L’idylle entre les hippies et l’Inde s’est souvent transformé en désastre. Toxicomanie, dépression, bouffées délirantes, les incidents impliquant des Français se sont multipliés.
Lorsque le psychiatre Régis Airault est arrivé à Bombay au milieu des années 1980, il s’est souvent posé la question suivante : « L’Inde rend-elle fou ou les fous vont-ils en Inde ? ». Dans son essai Fous de l’Inde, délires d’Occidentaux et sentiments océaniques , dont il a tiré un film, il décrit les rencontres qu’il a pu faire dans le cadre de sa mission en tant que médecin pour le consulat de Bombay. La fin des années 1970 a marqué, pour nombre de jeunes touristes occidentaux, la fin du rêve que semblait promettre la route de Katmandou. Comme le relate Charles Duchaussois dans Flash ou le grand voyage, l’idylle entre les hippies et l’Inde s’est souvent transformé en désastre. Toxicomanie, dépression, bouffées délirantes, les incidents impliquant des Français – et les Occidentaux en général – se sont multipliés. En 2014, la police de Gokarna a interdit les raves organisées par les touristes qui squattaient la plage. Plusieurs raids des autorités se sont finis en passage à tabac. Les flics ont été aussi violents parce qu’un touriste français avait pénétré dans un temple en pleine montée de LSD. L’incident avait causé un scandale sans précédent dans ce lieu sacré des adorateurs de Shiva, comme me l’a expliqué le pandit du temple.

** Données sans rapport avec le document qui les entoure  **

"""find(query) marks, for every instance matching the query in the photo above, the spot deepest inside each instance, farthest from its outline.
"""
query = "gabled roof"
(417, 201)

Les autorités françaises ont décidé de confier ces malades à des psychiatres. Régis Airault fut le premier à aider les victimes de ce qu’il a dénommé le syndrome indien. S’il a pris en charge des toxicomanes, il note aussi que « Des personnes jusque là indemnes de tout trouble psychiatrique, et n’ayant consommé aucune drogue, éprouvent soudain un sentiment d’étrangeté et perdent contact avec la réalité. » Il ajoute, qu’« en Inde plus qu’ailleurs, et de manière plus spectaculaire, il semble que notre identité vacille ». Régis Airault explique ce bouleversement identitaire en distinguant deux phénomènes préalables : « le choc de l’Inde » et « l’épreuve de l’Inde ». Le premier est un sentiment de « déréalisation auquel est confronté tout voyageur à l’arrivée ». Un choc culturel en somme, qui, malgré tous les fantasmes orientalistes décrits par Edward Saïd, peut être « à l’origine de symptômes : angoisse, attaques de panique, sidération, effondrement dépressifs… ». Régis Airault se souvient de cette jeune femme, sans antécédent psychiatrique, qui avait décidé de retrouver ses parents à la nage , de l’Inde jusqu’à Marseille. Sans le secours d’une amie, elle se serait noyée.

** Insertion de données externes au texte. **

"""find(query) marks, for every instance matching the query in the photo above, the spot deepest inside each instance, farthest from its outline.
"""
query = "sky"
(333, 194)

Le second phénomène, l’épreuve de l’Inde, intervient après plusieurs semaines de voyages et « déclenche des tableaux psychiatriques aigus : dépersonnalisation, idées délirantes – le plus souvent mystiques – et vécu persécutif flou ». L’Inde, pour Régis Airault « parle à l’Inconscient » parce qu’elle « provoque un séisme de l’intime et stimule l’Imaginaire par le biais d’émotions esthétiques intenses qui peuvent cependant faire basculer le voyageur occidental dans l’angoisse la plus totale ».

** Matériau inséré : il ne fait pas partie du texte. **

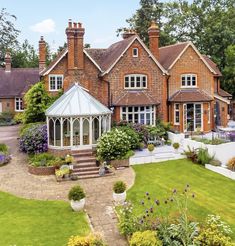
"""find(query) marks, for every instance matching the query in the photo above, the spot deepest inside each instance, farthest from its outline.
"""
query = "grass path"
(31, 222)
(215, 194)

De même, Régis Airault remarque deux caractéristiques de ce syndrome. Il peut être dû à un voyage pathologique, c’est-à-dire que la pathologie provoque le voyage ; ce sont « les fous qui vont en Inde ». Dans le cas des toxicomanes, la drogue bon marché peut être, par exemple, la raison du départ en Inde. Mais il pense que le voyage peut être aussi pathogène : le voyage est la cause de l’accident psychiatrique ; il s’agit de « l’Inde qui rend fou ». Charles Sobhraj est le cas le plus extrême auquel Régis Airault ait été confronté. Il a eu l’occasion de rencontrer ce tueur en série, vedette des années 1970 et 1980. Ce Franco-indien né en Indochine a passé des années de sa vie à escroquer et tuer des touristes en Inde. Aux yeux de Régis Airault, l’Inde a fait chavirer l’identité fragile de Sobhraj et renforcé ses tendances narcissiques et manipulatrices. Celles-là mêmes qui l’ont conduit à commettre des crimes épouvantables.
La folie en Inde est un thème qui a la vie dure. Que ce soit dans le roman Le Vice-consul de Marguerite Duras ou dans L’Homme qui voulut être roi de Rudyard Kipling, les héros sont happés par l’immensité du possible que semble offrir ce pays et perdent tout contact avec la réalité. Ce n’est peut-être pas par hasard si le « poison qui rend-fou » de Tintin et les cigares du Pharaon sont originaires d’Inde. 30 ans après la mission de Régis Airault au consulat de Bombay, ce phénomène existe toujours.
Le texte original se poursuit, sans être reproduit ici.